A BURD Fund could state that a fixed percentage – say 10% - of the income of such special purpose agencies should be kept aside for rural improvements. The BURD Fund would not be charged to city governments, and therefore has a positive fiscal fallout as well: it acts as a disincentive to state governments to churn out special-purpose-vehicles for urban development work.
Decisions on the usage of the funds can be made at the level of the District Planning Committee, which will now get the fiscal instrument to get truly activated.
The BURD Fund has several benefits: it creates a direct method to catalyse rural-urban partnerships; it leverages an existing, dormant regional planning platform (DPC/MPC); and it provides a fiscal instrument to make this platform relevant.
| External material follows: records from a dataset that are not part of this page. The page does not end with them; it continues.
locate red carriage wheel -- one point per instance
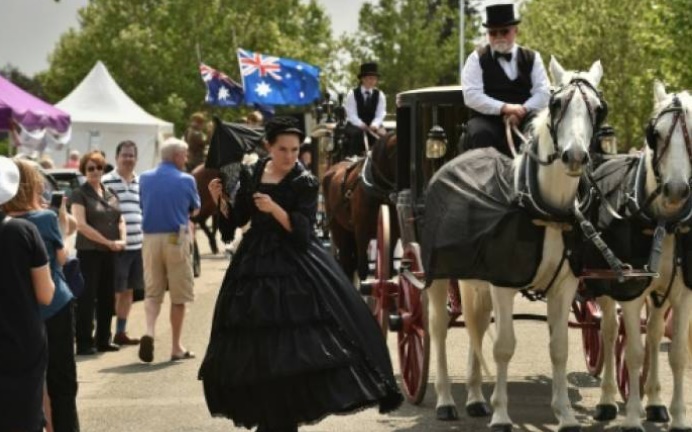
(588, 314)
(413, 338)
(621, 371)
(381, 293)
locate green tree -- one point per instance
(416, 42)
(632, 38)
(150, 46)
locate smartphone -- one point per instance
(56, 200)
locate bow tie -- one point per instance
(499, 55)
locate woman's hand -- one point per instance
(264, 203)
(215, 189)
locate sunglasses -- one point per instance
(501, 32)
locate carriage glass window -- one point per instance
(450, 117)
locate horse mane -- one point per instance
(539, 128)
(685, 100)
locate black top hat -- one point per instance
(368, 69)
(500, 15)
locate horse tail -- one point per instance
(471, 302)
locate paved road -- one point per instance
(118, 393)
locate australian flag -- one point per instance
(278, 81)
(221, 90)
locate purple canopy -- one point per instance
(28, 110)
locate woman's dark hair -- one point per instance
(280, 126)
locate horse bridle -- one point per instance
(596, 115)
(677, 110)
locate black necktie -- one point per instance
(499, 55)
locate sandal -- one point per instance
(184, 356)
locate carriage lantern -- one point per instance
(436, 145)
(607, 139)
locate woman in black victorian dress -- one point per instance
(291, 341)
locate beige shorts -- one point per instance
(168, 264)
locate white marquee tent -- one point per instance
(104, 115)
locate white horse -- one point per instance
(573, 115)
(668, 161)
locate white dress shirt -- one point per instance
(352, 108)
(474, 92)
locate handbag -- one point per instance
(73, 276)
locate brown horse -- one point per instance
(352, 205)
(207, 209)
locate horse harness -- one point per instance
(652, 135)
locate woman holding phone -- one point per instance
(61, 375)
(25, 284)
(101, 233)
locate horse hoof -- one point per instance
(478, 409)
(657, 414)
(605, 412)
(447, 413)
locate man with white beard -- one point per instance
(501, 80)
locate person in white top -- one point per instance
(365, 107)
(501, 80)
(129, 269)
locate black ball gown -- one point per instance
(292, 341)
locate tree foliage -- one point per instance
(635, 40)
(18, 78)
(150, 46)
(415, 42)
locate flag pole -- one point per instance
(462, 20)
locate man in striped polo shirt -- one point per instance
(129, 273)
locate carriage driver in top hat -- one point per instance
(366, 107)
(502, 80)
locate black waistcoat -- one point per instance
(496, 83)
(366, 112)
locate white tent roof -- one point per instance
(99, 99)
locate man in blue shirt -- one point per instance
(168, 197)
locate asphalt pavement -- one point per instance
(118, 393)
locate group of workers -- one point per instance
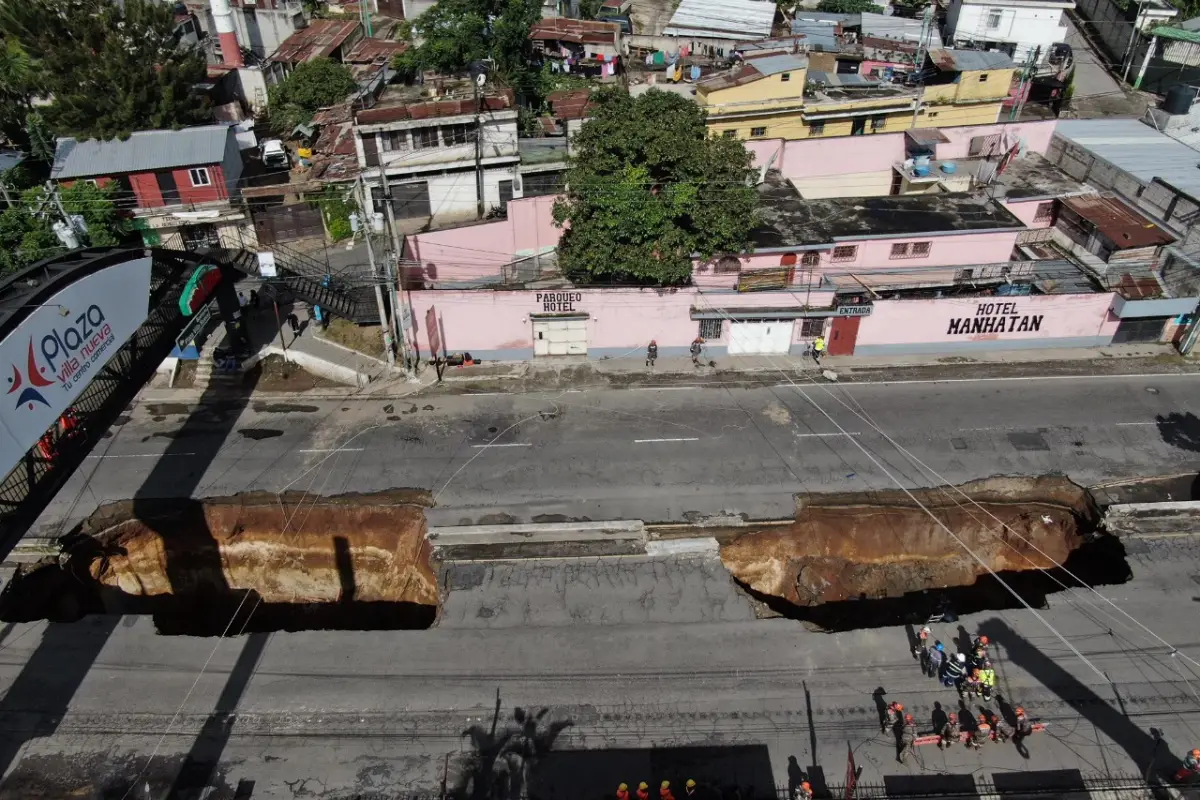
(697, 352)
(973, 677)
With the right policy initiatives, the operationalisation of the regional platforms, and the provision of fiscal instruments, we could have a tipping point of rural-urban partnership.
Solving the rural-urban problems in this manner will have several benefits: one, it will use the flywheel of urban economic energy to dislodge rural economic malaise; two, it will establish ties between rural and urban citizens, which will have its own positive consequences; three, it will allow for a marketplace of ideas to be tried across the country, with locally appropriate solutions – the solution in Patna is not the answer in Palakkad. Most importantly, it will get us out of the damaging mindset of thinking of rural and urban challenges as separate ones.